Pixies aux Eurockéennes de Belfort - Le Maelström

P.M. Primo

Les légendes à l'origine du rock alternatif moderne sont de retour vingt ans après leur séparation. Et ils font toujours aussi mal.

         Je les attendais ... Je pense que s'il est un groupe de légende que je rêvais de voir depuis mes années de collège il s'agit bien des Pixies de Boston. Séparés en 1993 (j'avais -1 an à l'époque) je m'étais fait à l'idée de ne jamais les voir. Seulement voilà : 2014 accueille une reformation, un nouvel album (le décevant Indie Cindy) et une nouvelle tournée.

            Alors ce n'était pas les orages annoncés qui allaient me faire reculer ce soir-là. De lourds nuages noirs menacent la presqu'île du Malsaucy déjà embouée par les premières pluies de ce 4 juillet. Les K-Ways sont moites et collent à la peau des festivaliers. L'attente est longue mais peu importe : ce soir, je vois les Pixies.

            20h15, trois hommes chauves et bedonnants entrent en scène accompagnés de leur frêle (et nouvelle) bassiste. Un bref salut et ils entonnent le riff principal de « U-Mass ». Les têtes hochent mollement dans l'assemblée ; j'ai l'impression d'être le seul à me sentir surexcité. Peu importe.

            Arrivent ensuite « Wave of mutilation » et « River Euphrates ». Les pauses entre les chansons ne durent qu'une seconde. Les Pixies n'ont pas le temps de discuter, ils enchaînent. Le public semble ailleurs jusqu'à ce que « Hey », reprise en cœur, fasse enfin monter la température.

            L'apparente froideur de l'assistance est ensuite complètement dissoute par un « Gouge Away » à l'initiative d'un pogo diabloique. Nous sommes comprimés, bloqués, serrés les uns contre les autres dans un mouvement imparable. Je perds les camarades avec qui j'étais venu comme je perds mes bouchons d'oreilles : ça sera sans vous cette fois les mecs.

            Les Pixies continuent d'enchaîner les pépites punks à un rythme imparable. Des éclairs vifs zèbrent le ciel alors que la pluie se met à tomber en trombes. L'essoreuse ne s'arrête pas. Nous sommes dégoulinants d'eau et de sueur mêlées, emportés par la machine infernale des lutins de Boston. Les slammeurs nagent sur cette foule océanique pour aller s'échouer devant la scène. Le slam d'un homme en fauteuil roulant devient un symbole : nous sommes tous égaux face à la musique enchanteresse des Pixies.

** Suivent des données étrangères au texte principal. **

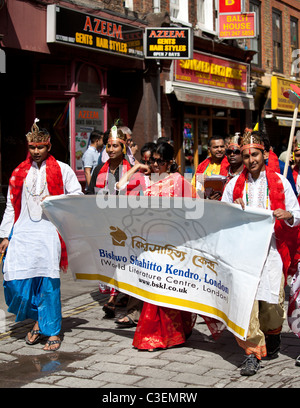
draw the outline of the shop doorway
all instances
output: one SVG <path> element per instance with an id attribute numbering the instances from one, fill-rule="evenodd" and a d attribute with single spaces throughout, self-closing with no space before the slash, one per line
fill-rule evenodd
<path id="1" fill-rule="evenodd" d="M 127 100 L 118 99 L 108 102 L 107 129 L 110 129 L 116 121 L 120 126 L 128 126 Z"/>
<path id="2" fill-rule="evenodd" d="M 69 149 L 69 102 L 61 100 L 36 100 L 38 126 L 46 128 L 51 135 L 51 154 L 70 164 Z"/>
<path id="3" fill-rule="evenodd" d="M 194 173 L 198 164 L 206 159 L 211 136 L 233 136 L 241 132 L 242 123 L 244 115 L 238 109 L 185 105 L 181 162 L 183 173 Z"/>

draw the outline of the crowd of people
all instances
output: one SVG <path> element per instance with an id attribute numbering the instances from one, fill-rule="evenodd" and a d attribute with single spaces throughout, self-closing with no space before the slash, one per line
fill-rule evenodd
<path id="1" fill-rule="evenodd" d="M 49 195 L 83 194 L 73 170 L 51 154 L 50 134 L 35 122 L 26 135 L 28 156 L 12 173 L 7 206 L 0 226 L 0 253 L 4 254 L 4 295 L 16 321 L 32 319 L 26 335 L 28 345 L 48 337 L 44 350 L 60 347 L 60 270 L 66 270 L 66 246 L 53 224 L 45 217 L 41 202 Z M 269 252 L 253 303 L 246 340 L 237 338 L 245 350 L 241 375 L 254 375 L 261 359 L 276 358 L 286 311 L 284 288 L 288 276 L 290 303 L 288 323 L 300 337 L 300 140 L 295 137 L 293 161 L 283 176 L 284 162 L 278 159 L 270 141 L 260 132 L 245 129 L 230 140 L 213 136 L 208 157 L 196 168 L 191 183 L 179 172 L 174 148 L 161 138 L 140 149 L 127 127 L 92 132 L 83 155 L 85 194 L 135 194 L 185 197 L 235 203 L 268 209 L 275 219 Z M 213 180 L 213 184 L 208 181 Z M 218 183 L 216 183 L 216 181 Z M 136 327 L 133 346 L 155 351 L 183 344 L 191 335 L 197 315 L 142 302 L 99 283 L 109 299 L 103 306 L 107 318 L 116 318 L 116 308 L 125 306 L 117 317 L 119 327 Z M 120 295 L 120 296 L 119 296 Z M 299 315 L 300 316 L 300 315 Z M 220 322 L 202 316 L 213 333 Z M 222 331 L 219 324 L 218 332 Z M 300 365 L 300 357 L 296 360 Z"/>

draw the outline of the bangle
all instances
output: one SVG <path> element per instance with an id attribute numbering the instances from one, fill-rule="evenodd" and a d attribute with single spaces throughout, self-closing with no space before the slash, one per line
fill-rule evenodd
<path id="1" fill-rule="evenodd" d="M 288 211 L 290 214 L 291 214 L 291 216 L 290 216 L 290 218 L 288 218 L 287 220 L 288 221 L 291 221 L 293 218 L 294 218 L 294 214 L 292 213 L 292 211 Z"/>

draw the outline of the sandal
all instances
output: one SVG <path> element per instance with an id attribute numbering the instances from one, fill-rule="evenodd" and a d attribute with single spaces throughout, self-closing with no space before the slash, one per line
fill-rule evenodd
<path id="1" fill-rule="evenodd" d="M 115 317 L 115 305 L 111 302 L 105 303 L 102 310 L 105 312 L 106 317 Z"/>
<path id="2" fill-rule="evenodd" d="M 58 347 L 54 348 L 54 349 L 43 349 L 45 351 L 57 351 L 60 346 L 61 346 L 61 340 L 47 340 L 45 346 L 51 347 L 53 346 L 53 344 L 58 344 Z"/>
<path id="3" fill-rule="evenodd" d="M 37 336 L 33 341 L 30 341 L 29 340 L 29 337 L 28 337 L 28 333 L 26 334 L 26 337 L 25 337 L 25 342 L 26 342 L 26 344 L 28 344 L 29 346 L 33 346 L 34 344 L 36 344 L 38 341 L 39 341 L 39 339 L 40 339 L 40 337 L 41 337 L 41 333 L 40 333 L 40 331 L 39 330 L 31 330 L 31 332 L 30 332 L 30 334 L 31 334 L 31 337 L 32 336 Z"/>
<path id="4" fill-rule="evenodd" d="M 127 321 L 121 321 L 122 319 L 128 319 Z M 124 316 L 120 319 L 115 320 L 115 323 L 117 323 L 121 327 L 135 327 L 137 326 L 136 323 L 129 317 L 129 316 Z"/>

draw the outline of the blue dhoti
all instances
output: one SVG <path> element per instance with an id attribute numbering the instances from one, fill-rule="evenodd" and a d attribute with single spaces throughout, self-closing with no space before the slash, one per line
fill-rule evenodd
<path id="1" fill-rule="evenodd" d="M 36 277 L 4 281 L 8 312 L 16 322 L 32 319 L 45 336 L 57 336 L 61 330 L 60 279 Z"/>

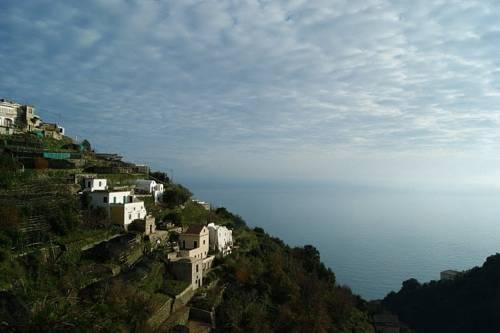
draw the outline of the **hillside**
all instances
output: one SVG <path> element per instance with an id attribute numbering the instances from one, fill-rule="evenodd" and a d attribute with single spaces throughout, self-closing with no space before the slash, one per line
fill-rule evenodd
<path id="1" fill-rule="evenodd" d="M 500 332 L 500 254 L 453 280 L 407 280 L 383 304 L 418 332 Z"/>
<path id="2" fill-rule="evenodd" d="M 244 249 L 223 265 L 221 332 L 371 332 L 365 303 L 320 261 L 313 246 L 290 248 L 262 229 L 244 229 Z"/>
<path id="3" fill-rule="evenodd" d="M 2 140 L 0 331 L 373 332 L 366 303 L 336 284 L 313 246 L 289 247 L 191 200 L 165 173 L 96 154 L 88 142 Z M 82 190 L 89 172 L 121 191 L 142 178 L 164 185 L 160 202 L 137 197 L 156 231 L 126 231 L 93 207 Z M 214 254 L 195 290 L 170 258 L 188 226 L 209 222 L 232 230 L 234 249 Z"/>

            Le public est chauffé à blanc quand arrive « Vamos » et son solo diabolique sur lequel Joey Santiago s'amuse avec son auditoire, se bande les yeux, joue avec des serviettes ...

            Le concert semble avoir juste commencé quand résonnent les premières notes de « Where Is My Mind ». Le maelström dégoulinant composant le public entonne alors à l'unisson le tube du groupe. La chair de poule n'a pas le temps de se résorber que le riff de basse de « Debaser » secoue Belfort pour une dernière salve électrique.

            Les quatre légendes savourent alors longuement des applaudissements bien mérités puis disparaissent.

            Après une heure et quart de show et vingt-et-une chansons la foule finit par se disperser pour laisser derrière elle une mare constituée du reste boue n'ayant pas encore pénétré mes chaussures. Il est alors temps de retrouver ses coéquipiers dans le froid du déluge. Mes jambes de coton peinent à me porter jusqu'à la scène suivante pour assister à l'électro-pop subtile de Metronomy.

            Quoiqu'il en soit, les Pixies n'ont pas déçu ce soir-là et nous laissent avec la sensation d'avoir vécu un grand moment de l'histoire musicale contemporaine, quelques bleus et acouphènes aussi.